# swirl Lesson 15: Base Graphics

| One of the greatest strengths of R, relative to other programming
| languages, is the ease with which we can create
| publication-quality graphics. In this lesson, you'll learn about
| base graphics in R.
| We do not cover the more advanced portions of graphics in R in
| this lesson. These include lattice, ggplot2 and ggvis.
| There is a school of thought that this approach is backwards,
| that we should teach ggplot2 first. See
| http://varianceexplained.org/r/teach_ggplot2_to_beginners/ for an
| outline of this view.
| Load the included data frame cars with data(cars).
> data(cars)
| To fix ideas, we will work with simple data frames. Our main goal
| is to introduce various plotting functions and their arguments.

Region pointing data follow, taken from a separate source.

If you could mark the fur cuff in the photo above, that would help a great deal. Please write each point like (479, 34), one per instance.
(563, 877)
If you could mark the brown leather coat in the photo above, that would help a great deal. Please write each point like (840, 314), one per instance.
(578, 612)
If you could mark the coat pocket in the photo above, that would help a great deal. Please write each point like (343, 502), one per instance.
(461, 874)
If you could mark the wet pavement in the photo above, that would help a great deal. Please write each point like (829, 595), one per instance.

| All the output would look more interesting with larger, more
| complex data sets.
| Pull up the help page for cars.
> ?cars
| As you can see in the help page, the cars data set has only two
| variables: speed and stopping distance. Note that the data is
| from the 1920s.
| Run head() on the cars data.
speed dist
1     4    2
2     4   10
3     7    4
4     7   22
5     8   16
6     9   10
| Before plotting, it is always a good idea to get a sense of the
| data. Key R commands for doing so include, dim(), names(),
| Run the plot() command on the cars data frame.
> plot(cars)
| As always, R tries very hard to give you something sensible given
| the information that you have provided to it. First, R notes that
| the data frame you have given it has just two columns, so it
| assumes that you want to plot one column versus the other.
| Second, since we do not provide labels for either axis, R uses
| the names of the columns. Third, it creates axis tick marks at
| nice round numbers and labels them accordingly. Fourth, it uses
| the other defaults supplied in plot().
| We will now spend some time exploring plot, but many of the
| topics covered here will apply to most other R graphics
| functions. Note that 'plot' is short for scatterplot.
| Look up the help page for plot().
> ?plot
| The help page for plot() highlights the different arguments that
| the function can take. The two most important are x and y, the
| variables that will be plotted. For the next set of questions,
| include the argument names in your answers. That is, do not type
| plot(cars$speed, cars$dist), although that will work. Instead,
| use plot(x = cars$speed, y = cars$dist).
| Use plot() command to show speed on the x-axis and dist on the
| y-axis from the cars data frame. Use the form of the plot command
| in which vectors are explicitly passed in as arguments for x and
| y.
> plot(x = cars$speed, y = cars$dist)
| Note that this produces a slightly different answer than
| plot(cars). In this case, R is not sure what you want to use as
| the labels on the axes, so it just uses the arguments which you
| pass in, data frame name and dollar signs included.
| Note that there are other ways to call the plot command, i.e.,
| using the "formula" interface. For example, we get a similar plot
| to the above with plot(dist ~ speed, cars). However, we will wait
| till later in the lesson before using the formula interface.
| Use plot() command to show dist on the x-axis and speed on the
| y-axis from the cars data frame. This is the opposite of what we
| did above.
> plot(x = cars$dist, y = cars$speed)
| It probably makes more sense for speed to go on the x-axis since
| stopping distance is a function of speed more than the other way
| around. So, for the rest of the questions in this portion of the
| lesson, always assign the arguments accordingly.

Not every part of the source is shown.